Очень многое в жизни Леночки – в настоящем и прошлом – остается для меня тайной, кое-что она могла бы открыть мне, а кое-что, конечно, не могла бы и не хотела. Естественно, я никогда не настаивал, я не пытался узнать или выспросить, и не стану; я, как персонаж в рассказе про пляшущих человечков, ей оставил решать самой, что открыть, а что оставить тайной. Между нами всегда была стена – часть конструкции, которую мы могли не замечать, но она в определенный момент вдруг появлялась. Лена могла уходить в это строение и становиться для меня абсолютно недоступной, до обиды глухой к моим словам, безразличной ко мне и тому, что для меня составляет смысл бытия, моя философия (или моя личная парадигма, сотканная из мною тщательно подобранных метафор, примиряющих меня с мировым хаосом), которую я выстраиваю уже многие годы. Философия, которая подпитывает меня, удерживает, что-то помогает мне понять (ведь я всю жизнь ищу объяснение этому бардаку под названием жизнь – зачем жить, для чего нужен человек, куда все это идет? собственно, вся моя писанина – это хождение вокруг да около одних и тех же вопросов, для того и пишу). Для Леночки мои поиски – пустой звук, она их не видит, потому что увидеть это невозможно, она и не услышит, стоит мне начать говорить, как она отмахивается от моих слов, как от плывущей в воздухе паутины, потому что моя философия (это слово она произносит с пренебрежением и раздражением) по сравнению с ее четкими представлениями о мире, основательными конструкциями и инструкциями, по которым она никогда в нем не теряется, – моя так называемая философия для нее ничто, пустая трата времени и умственных сил, Лена считает мои умствования вредными.

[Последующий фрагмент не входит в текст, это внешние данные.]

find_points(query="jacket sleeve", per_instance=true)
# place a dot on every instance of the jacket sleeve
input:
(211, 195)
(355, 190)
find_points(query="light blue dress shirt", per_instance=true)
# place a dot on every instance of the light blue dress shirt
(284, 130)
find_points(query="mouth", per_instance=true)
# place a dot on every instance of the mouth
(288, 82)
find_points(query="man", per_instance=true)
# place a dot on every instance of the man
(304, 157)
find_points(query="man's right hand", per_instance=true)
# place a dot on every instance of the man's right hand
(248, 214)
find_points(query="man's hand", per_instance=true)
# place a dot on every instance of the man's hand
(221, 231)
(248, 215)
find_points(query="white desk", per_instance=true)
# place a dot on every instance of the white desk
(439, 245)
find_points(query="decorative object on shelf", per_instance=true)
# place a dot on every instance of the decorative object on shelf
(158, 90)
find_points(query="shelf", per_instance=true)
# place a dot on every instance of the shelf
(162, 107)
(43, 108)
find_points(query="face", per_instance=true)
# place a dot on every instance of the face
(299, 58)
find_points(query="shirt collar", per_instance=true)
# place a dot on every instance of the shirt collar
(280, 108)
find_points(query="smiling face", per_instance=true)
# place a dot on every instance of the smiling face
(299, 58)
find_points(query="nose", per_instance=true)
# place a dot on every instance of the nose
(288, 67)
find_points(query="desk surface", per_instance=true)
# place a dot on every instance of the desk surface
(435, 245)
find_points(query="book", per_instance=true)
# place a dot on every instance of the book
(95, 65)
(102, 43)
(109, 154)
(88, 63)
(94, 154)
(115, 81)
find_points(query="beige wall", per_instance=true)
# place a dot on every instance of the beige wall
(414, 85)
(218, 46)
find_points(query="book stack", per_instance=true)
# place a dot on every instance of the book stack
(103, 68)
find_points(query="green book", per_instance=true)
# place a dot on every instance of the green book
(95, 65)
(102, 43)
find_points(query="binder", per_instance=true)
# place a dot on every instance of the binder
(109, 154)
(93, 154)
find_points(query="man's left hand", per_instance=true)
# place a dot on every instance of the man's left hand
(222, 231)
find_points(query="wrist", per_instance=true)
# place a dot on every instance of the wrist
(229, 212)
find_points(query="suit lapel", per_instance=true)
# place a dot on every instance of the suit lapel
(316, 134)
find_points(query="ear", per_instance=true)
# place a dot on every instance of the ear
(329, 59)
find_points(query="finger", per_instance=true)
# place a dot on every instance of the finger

Задолго до нашей встречи Лена построила некий замок, с тайным лабиринтом, вход в который она решила запечатать и ключ выкинуть, а потому я и не пытался в него проникнуть, – я вынужден с прискорбием признать, что своих персонажей знаю гораздо лучше моих близких – и чем пристальней я всматриваюсь в них, тем таинственней они становятся, как если б созерцание уносило их от меня. Приблизиться к ним я могу только ненадолго, бросая сквозь ресницы осторожные взгляды, думая о них в автобусе или поезде, в самолете или в чужой стране. Чтобы приблизиться к Лене, я пишу о ней как о вымышленном человеке, отстраненно, с холодностью; поместив ее в выдуманную историю, под чужим именем (и неопределенной национальностью), я даю ей другой цвет волос, глаз, объем груди и длину пальцев ног, другие привычки, пристрастия, жесты и слова, но настойчиво вижу в этом персонаже ее, и однажды в этой выдуманной женщине загорается светлячок знакомой души, он словно танцует, вышивая свой неповторимый узор на канве моего романа, и я чувствую, что нахожусь рядом с Леной. Это длится недолго – фрагмент, другой, но как мне дороги эти фрагменты, и я к ним могу вернуться! Так я обретаю близость с людьми – в дебрях вымысла моего тайного романа, которого, наверное, никогда не увидит читатель, а если его и напечатают когда-нибудь, вряд ли кто-то что-нибудь в нем поймет, вот и выходит, что в моей жизни так же, как в сказке Кэрролла: чтобы оставаться на месте, надо бежать со всех ног, а если хочешь двигаться вперед, то должен стоять неподвижно.